Pour enchaîner avec l'article précédent : « Peut-on pardonner au nom des autres ? ». C'est ici que l'écriture hausse le ton, que l'analyse spectrale cède devant la brûlure de la synthèse, promise à quiconque ose saisir ce flambeau.

Ah ! Qu'il serait confortable, arrivé à ce point, qu'une logique certaine, une déesse Raison renaissant de ses cendres et des ruisseaux de sang par elle et pour elle épandus, nous sauve du nouveau dilemme ! Enfin, au moins, qu'elle sauve les Rwandais rescapés ! Car, peut-être – sait-on jamais... – ont-ils de droit de parler avant les autres, dans ce cas. Et même ils pourraient, ils devraient, nous conseiller. Osons l'humour macabre ; ils ont payé le prix fort, ils peuvent nous conseiller.

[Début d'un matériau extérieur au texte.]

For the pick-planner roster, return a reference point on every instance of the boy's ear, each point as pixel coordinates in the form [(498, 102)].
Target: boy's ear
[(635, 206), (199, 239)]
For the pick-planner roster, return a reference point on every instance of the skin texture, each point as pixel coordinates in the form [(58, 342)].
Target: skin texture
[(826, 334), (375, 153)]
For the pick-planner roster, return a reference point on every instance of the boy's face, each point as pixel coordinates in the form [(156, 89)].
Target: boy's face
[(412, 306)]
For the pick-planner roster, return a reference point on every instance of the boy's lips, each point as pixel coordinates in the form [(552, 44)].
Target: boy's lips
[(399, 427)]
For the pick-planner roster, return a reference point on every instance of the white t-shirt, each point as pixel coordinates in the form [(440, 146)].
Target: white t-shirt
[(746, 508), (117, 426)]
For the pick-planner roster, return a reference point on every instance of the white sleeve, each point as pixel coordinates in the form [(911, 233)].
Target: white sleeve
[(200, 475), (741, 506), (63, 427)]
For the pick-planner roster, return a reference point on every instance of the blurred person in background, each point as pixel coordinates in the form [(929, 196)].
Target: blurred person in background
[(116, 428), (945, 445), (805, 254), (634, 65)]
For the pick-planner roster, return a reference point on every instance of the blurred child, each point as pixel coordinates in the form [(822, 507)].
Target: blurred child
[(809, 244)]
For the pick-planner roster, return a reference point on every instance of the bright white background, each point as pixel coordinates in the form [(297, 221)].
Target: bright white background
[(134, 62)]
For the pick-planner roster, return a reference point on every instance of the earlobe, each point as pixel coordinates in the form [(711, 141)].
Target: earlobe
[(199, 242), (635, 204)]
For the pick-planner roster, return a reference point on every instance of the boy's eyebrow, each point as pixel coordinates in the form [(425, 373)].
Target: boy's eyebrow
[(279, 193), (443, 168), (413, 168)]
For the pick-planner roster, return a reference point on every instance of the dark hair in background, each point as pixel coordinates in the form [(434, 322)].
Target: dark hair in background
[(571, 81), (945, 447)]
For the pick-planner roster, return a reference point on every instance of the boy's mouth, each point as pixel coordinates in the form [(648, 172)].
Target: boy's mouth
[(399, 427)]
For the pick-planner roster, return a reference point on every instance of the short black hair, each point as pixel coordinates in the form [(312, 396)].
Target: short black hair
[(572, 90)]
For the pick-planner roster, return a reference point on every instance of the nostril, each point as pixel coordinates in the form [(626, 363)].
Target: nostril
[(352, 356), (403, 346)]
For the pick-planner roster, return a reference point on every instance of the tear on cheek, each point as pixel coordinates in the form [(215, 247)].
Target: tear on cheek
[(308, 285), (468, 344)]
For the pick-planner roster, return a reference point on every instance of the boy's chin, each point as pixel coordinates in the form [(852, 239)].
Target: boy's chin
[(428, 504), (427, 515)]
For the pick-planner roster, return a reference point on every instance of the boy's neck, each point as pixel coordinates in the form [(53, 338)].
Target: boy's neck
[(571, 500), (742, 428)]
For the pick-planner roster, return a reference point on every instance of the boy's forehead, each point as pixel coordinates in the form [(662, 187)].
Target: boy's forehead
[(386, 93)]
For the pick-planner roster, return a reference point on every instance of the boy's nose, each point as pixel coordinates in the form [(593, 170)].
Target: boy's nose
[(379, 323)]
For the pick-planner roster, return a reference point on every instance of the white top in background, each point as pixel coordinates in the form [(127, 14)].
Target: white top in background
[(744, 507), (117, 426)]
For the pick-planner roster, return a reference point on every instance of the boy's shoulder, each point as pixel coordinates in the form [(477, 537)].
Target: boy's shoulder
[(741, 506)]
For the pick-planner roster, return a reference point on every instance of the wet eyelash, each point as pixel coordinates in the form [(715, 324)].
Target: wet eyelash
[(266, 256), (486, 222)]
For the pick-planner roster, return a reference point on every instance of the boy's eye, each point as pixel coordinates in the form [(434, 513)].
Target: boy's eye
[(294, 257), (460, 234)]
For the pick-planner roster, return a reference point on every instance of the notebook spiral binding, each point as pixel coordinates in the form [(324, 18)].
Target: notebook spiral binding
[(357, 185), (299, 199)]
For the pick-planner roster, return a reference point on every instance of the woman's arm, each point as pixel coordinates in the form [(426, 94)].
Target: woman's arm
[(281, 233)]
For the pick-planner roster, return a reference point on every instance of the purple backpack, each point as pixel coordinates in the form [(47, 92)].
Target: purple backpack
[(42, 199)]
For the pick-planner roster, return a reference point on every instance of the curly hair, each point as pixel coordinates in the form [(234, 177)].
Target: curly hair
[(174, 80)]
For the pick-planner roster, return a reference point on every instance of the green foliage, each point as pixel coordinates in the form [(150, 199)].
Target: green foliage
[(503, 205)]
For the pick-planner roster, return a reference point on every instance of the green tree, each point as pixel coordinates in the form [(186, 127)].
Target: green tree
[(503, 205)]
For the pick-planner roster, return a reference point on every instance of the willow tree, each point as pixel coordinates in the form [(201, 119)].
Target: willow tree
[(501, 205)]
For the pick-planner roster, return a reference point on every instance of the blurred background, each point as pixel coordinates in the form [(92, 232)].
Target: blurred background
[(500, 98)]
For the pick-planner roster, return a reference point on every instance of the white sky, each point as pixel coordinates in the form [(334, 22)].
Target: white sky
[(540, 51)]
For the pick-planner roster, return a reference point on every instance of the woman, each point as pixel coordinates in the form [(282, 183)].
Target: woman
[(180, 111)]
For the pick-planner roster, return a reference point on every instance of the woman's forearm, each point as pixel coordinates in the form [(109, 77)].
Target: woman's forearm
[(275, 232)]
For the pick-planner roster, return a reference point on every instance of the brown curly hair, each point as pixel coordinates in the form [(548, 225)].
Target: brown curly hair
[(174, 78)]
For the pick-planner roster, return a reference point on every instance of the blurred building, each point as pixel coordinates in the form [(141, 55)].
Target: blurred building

Voici que revient à la charge la philosophie de la chair souffrante. Eugène Nshimiyimana tranche, ose les mots sur les faits :

« Mais que saura-t-on de ce qu’a ressenti la victime au moment où la vie lui fut arrachée ? Que saura-t-on de sa douleur qui puisse autoriser le pardon à sa place ? Le survivant peut pardonner pour l’absence des membres de la famille, mais saura-t-il, sans compromettre leur sommeil, pardonner pour la souffrance qu’ils ont endurée ? »

Nshimiyimana pourrait s'en tenir là sans que quiconque ne lui en tienne rigueur. Mais il est déjà parvenu si loin... Il lui faut maintenant mener un double débat.

Le premier est celui du pardon inconditionnel prôné par certains. Il faut bien reconnaître qu'explorer ce domaine ouvre la porte à bien des faiblesses, des dits automatiques sur le temps qui passe, ou autres approches un peu trop modales. En voici un panorama, recomposé à partir de réponses proposées par différents champs civilisationnels.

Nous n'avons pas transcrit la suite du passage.